Question

extract reads from BAM whose fragments overlap a specified region

0

Entering edit mode

6.2 years ago

Richard ▴ 590

Hi all,

What method do you recommend for extracting from a BAM file all the fragments whose insert overlaps a desired coordinate range?

Using samtools/sambamba view I can easily extract all the sequenced reads that overlap a region. I'm looking for a command that will do the same, but also report any reads/fragments with long inserts that overlap the desired region, regardless of whether the sequenced ends of the fragment overlap the query region. In other words I want to capture the reads that would represent a deletion that spans my regions of interest.

I'm trying Bedtools but so far it seems quite as though it might be scanning the entire BAM. I'm looking for something that runs can query a region for overlapping fragments in a matter of a few seconds.

thanks RIchard

EDIT: It looks like BEDTools intersectBed will only report the sequenced reads that overlap a region, so reads spanning the region (that I'm looking for) are not reported

alignment • 3.9k views

ADD COMMENT • link updated 6.2 years ago by Pierre Lindenbaum 161k • written 6.2 years ago by Richard ▴ 590

score 0 · Answer 1 · 2018-03-23

Operations on whole-genome scale BED and BAM files can often be trivially parallelized by chromosome.

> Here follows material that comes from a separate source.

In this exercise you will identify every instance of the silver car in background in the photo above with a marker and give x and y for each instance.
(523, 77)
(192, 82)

BEDOPS tools include routines for restricting work to one chromosome of records in a BED file, which can save a lot of time when used in conjunction with a compute cluster.

Here's one way to build up a pipeline for doing things one chromosome at a time with BEDOPS.

First, we convert the BAM file to BED. This conversion script is part of BEDOPS and uses a SLURM-based cluster, but BEDOPS includes equivalent scripts for SGE and GNU Parallel conversion:

$ bam2bed_slurm reads.bam reads.bed

Parallelization reduces conversion time to the largest chromosome (usually chr1).

Once parallelized conversion finishes, the following skeleton can be parallelized easily for each chromosome ${chr}:

$ chr="chr1"
$ bedmap --chrom ${chr} --echo --echo-map --skip-unmapped regions.bed reads.bed > answer.${chr}.bed

Using --chrom ${chr} with bedmap restricts the set operation work to that chromosome, instead of reading through the entire file.

This is going to be great for what you're doing, because sequencing reads do not span chromosomes, and so we can map with bedmap on individual chromosomes.

Via bash, this for loop would process the work in serial, one chromosome at a time:

$ for chr in `bedextract --list-chr reads.bed`; do echo ${chr}; bedmap --chrom ${chr} --echo --echo-map --skip-unmapped regions.bed reads.bed > answer.${chr}.bed; done

The bedextract --list-chr tool uses a binary search to delimit byte bounds between chromosomes in the input BED file. This application takes a fraction of a second to build a list of chromosomes. We can use that list in a for loop to submit per-chromosome jobs to a compute cluster.

For instance, via a SLURM job scheduler, we can fire off one job per chromosome:

$ for chr in `bedextract --list-chr reads.bed`; do echo ${chr}; sbatch --parsable --partition="some_queue" --mem-per-cpu=1g --job-name="overlaps_${chr}" --wrap="module add bedops && bedmap --chrom ${chr} --echo --echo-map --skip-unmapped regions.bed reads.bed > answer.${chr}.bed"; done

The time taken for all operations is reduced considerably, to basically only that needed by the largest chromosome.

To generate a collated result, we can use sbatch --parsable to get back the job IDs, and set up a collate job at the end with --dependency=afterok:<jobs> to run a bedops --everything union step at the end.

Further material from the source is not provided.